Our Hackaday team is distributed all over the world, but keep in touch easily through the magic of the Internet. Many of us have amateur radio call signs, so with a little effort and expense, we can do the same thing over radio waves. A hundred years ago, this seemed almost unthinkable, because amateurs could only use HF frequencies that were considered unusable at the time.
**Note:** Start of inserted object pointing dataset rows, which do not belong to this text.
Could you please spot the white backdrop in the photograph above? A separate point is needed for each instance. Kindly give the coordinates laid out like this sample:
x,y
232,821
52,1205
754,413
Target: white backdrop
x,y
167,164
Therefore, in December 1921, a group of American radio amateurs gathered in a field in Greenwich, Connecticut, trying to cross the Atlantic Ocean. One hundred years later, their 1.3 MHz transmitter using the call sign 1BCG seemed to be a weird low frequency, but their success in ensuring reception in Ardrossan, Scotland proved that intercontinental communication on higher frequencies is a practical proposal.A century later, a group from the Antique Wireless Association Bringing the copied launcher to life Recreate the event.
Nowadays, free-running oscillators are rarely seen in radio transmitters, but at that time their single-tube Colpitts oscillators using UV-204 transmitter tubes were considered a stable source. Three UV-204 connected in parallel are used to power the 1KW power amplifier, which in turn provides the ground balance of multiple radial lines for the Marconi-style T antenna design. The replica was originally built for an event in 1996 and replaced the currently unavailable UV-204 with a similar 204A tube. Even so, it will be difficult to find a hundred-year-old tube by 2021, so they can only collect a working example for PA.
All in all, this is a very interesting project, and we hope that as the anniversary day approaches, we will hear more news. If we can get the details of the transmission, we will share it with you and let us see if we can traverse the same distance in noisier conditions in 2021.
In order to demonstrate the advanced nature of this transmitter in 1921, take a look at the Alexanderson alternator, its mechanical contemporary.